Experiments in monkeys show that the 1918 virus came with the pre-packaged capacity to limit the immune system’s ability to fight back in the first few days after infection. As the virus grows unchecked, the body attacks it with increasing quantities of highly toxic substances, which over time do as much harm to the host as to the invader. The result is often lethal damage to the lungs, where most influenza virus growth occurs.
The research provides further evidence that the 1918 virus had traits not found in other flu viruses but that it was the body’s frantic effort to fight it that ultimately killed many of its victims.
“We know that the virus itself is different, and we know that the host response is different,” said Yoshihiro Kawaoka, a virologist at the University of Wisconsin, who headed the international research team.
The new experiment was done in a Canadian biosafety level 4 lab, where researchers work in the equivalent of space suits.
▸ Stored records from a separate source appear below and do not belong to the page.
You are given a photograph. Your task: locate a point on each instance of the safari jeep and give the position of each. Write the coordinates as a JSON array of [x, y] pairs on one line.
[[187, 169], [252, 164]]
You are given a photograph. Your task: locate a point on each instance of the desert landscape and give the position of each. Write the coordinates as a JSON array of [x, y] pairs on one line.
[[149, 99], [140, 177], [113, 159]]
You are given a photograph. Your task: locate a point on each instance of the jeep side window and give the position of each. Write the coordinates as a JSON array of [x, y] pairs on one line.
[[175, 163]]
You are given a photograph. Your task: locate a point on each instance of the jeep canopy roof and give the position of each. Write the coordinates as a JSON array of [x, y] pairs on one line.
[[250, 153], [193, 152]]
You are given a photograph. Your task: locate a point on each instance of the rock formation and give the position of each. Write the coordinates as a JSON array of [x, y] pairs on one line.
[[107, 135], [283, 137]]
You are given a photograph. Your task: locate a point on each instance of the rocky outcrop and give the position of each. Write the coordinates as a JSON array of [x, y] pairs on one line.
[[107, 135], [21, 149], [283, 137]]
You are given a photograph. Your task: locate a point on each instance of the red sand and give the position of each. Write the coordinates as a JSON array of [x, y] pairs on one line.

Mr. Kawaoka’s team does not have permission to experiment with the virus in America.
Because of its extreme hazard, only a single group of American researchers, at the Centers for Disease Control and Prevention, in Atlanta, is currently allowed to use whole, “living” reconstructed versions of the pathogen that killed at least 50 million people nearly a century ago.
The new research, being published in the journal Nature, is possible because in 2005 American researchers successfully completed the laborious work of copying the 1918 virus’s genetic blueprint, or genome, using fragments of tissue from three victims of the pandemic. That permits scientists to synthesize the microbe using a process called “reverse genetics,” which Mr. Kawaoka developed in the 1990s.